GPT-5.5 launches as OpenAI’s most capable agentic model, matching GPT-5.4 latency while outperforming it on coding, computer use, and knowledge work benchmarks.
Key Takeaways
State-of-the-art across Terminal-Bench 2.0 (82.7%), SWE-Bench Pro (58.6%), OSWorld-Verified (78.7%), and GDPval (84.9%) for agentic coding and knowledge work.
Matches GPT-5.4 per-token latency in production serving while using fewer tokens on Codex tasks, improving both capability and cost efficiency.
Available today to Plus, Pro, Business, and Enterprise users in ChatGPT and Codex; API access requires additional safeguards and is arriving soon.
Scientific research gains: leads on GeneBench (multi-stage genetics data analysis) and BixBench (bioinformatics); contributed to a new proof on Ramsey numbers.

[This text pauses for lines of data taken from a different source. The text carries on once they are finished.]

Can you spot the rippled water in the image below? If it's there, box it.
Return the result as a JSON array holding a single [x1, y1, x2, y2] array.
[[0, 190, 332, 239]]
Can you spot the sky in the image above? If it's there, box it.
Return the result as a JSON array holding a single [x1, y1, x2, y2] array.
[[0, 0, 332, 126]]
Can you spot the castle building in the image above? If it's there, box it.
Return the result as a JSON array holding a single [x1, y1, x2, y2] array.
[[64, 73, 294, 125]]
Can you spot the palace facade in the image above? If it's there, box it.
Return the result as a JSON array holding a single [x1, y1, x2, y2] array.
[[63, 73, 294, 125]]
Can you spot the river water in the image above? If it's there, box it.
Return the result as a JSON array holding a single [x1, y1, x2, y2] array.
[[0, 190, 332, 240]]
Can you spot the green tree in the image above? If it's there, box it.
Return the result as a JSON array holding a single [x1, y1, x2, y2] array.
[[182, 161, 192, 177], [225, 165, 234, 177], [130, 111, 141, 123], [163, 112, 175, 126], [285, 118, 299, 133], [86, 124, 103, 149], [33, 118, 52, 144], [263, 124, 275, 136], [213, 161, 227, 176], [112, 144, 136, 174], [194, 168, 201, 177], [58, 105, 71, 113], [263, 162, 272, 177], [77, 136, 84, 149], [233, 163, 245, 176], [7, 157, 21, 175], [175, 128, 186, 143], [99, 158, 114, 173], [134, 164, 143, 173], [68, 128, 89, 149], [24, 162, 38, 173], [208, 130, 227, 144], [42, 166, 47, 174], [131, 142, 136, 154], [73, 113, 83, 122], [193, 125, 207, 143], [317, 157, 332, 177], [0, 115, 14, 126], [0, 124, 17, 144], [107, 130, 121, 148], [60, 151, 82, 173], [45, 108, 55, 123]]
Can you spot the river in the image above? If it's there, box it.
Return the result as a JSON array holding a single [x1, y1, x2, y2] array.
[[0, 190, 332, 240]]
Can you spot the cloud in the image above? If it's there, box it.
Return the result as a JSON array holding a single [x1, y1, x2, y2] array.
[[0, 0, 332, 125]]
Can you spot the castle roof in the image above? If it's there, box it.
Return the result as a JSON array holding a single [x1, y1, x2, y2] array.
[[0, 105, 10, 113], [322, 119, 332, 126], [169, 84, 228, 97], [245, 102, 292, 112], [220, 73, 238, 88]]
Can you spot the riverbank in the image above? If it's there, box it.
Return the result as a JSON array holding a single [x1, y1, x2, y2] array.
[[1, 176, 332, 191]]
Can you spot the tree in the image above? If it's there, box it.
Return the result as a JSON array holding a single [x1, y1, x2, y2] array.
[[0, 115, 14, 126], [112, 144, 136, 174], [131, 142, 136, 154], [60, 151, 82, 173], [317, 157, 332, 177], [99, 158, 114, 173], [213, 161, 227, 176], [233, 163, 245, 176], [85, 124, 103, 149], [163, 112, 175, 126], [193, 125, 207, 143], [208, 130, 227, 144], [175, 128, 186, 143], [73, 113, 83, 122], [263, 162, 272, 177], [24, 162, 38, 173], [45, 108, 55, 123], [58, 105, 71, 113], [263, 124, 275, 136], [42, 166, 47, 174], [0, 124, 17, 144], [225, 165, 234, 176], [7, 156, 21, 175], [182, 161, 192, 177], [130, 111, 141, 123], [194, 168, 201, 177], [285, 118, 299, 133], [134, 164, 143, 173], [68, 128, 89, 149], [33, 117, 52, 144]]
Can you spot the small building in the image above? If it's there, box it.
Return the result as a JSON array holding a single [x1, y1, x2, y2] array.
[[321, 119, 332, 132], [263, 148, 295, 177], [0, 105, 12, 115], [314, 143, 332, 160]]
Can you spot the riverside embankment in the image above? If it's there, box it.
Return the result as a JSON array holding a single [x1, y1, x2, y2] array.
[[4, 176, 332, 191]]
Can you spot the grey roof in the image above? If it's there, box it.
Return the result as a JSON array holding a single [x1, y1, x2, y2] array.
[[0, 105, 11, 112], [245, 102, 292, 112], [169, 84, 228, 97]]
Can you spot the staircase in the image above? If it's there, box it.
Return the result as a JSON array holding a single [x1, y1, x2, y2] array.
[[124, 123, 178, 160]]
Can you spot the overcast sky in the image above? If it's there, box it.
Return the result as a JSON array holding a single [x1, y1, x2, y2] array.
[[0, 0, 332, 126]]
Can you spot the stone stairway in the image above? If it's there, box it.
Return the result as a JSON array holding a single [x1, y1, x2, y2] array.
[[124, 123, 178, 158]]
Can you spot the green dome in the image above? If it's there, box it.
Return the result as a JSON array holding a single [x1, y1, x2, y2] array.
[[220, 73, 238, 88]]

Scores 98.0% on Tau2-bench Telecom without prompt tuning and 88.5% on internal investment-banking modeling, underscoring breadth across professional knowledge work.
Hacker News Comment Review
GPT-5.5’s 82.7% CyberGym score, open to all users, directly rivals Anthropic Mythos’s gated 83%, making it the accessible choice for security practitioners.
Full benchmark comparisons against Mythos show 5.5 trailing on SWE-bench Pro (58.6% vs 77.8%) and GPQA Diamond, but competitive on Terminal-Bench 2.0 and OSWorld-Verified.
One commenter flags an 86% hallucination rate for GPT-5.5 on Artificial Analysis Omniscience versus Opus 4.7’s 36%, a substantial reliability gap for production deployments.
Notable Comments
@minimaxir: GPT-5.5 via Codex analyzed weeks of production traffic and wrote custom GPU scheduling heuristics that boosted token generation speeds 20%, a self-optimization loop not measured by standard benchmarks.
@Someone1234: Codex pricing page reveals tighter message limits for 5.5 vs 5.4 and 5.3, potentially offsetting claimed per-task token efficiency gains for high-volume users.
@simonw: GPT-5.5 already accessible via a Codex API backdoor used by OpenClaw, with apparent OpenAI approval, giving builders early programmatic access ahead of the official API launch.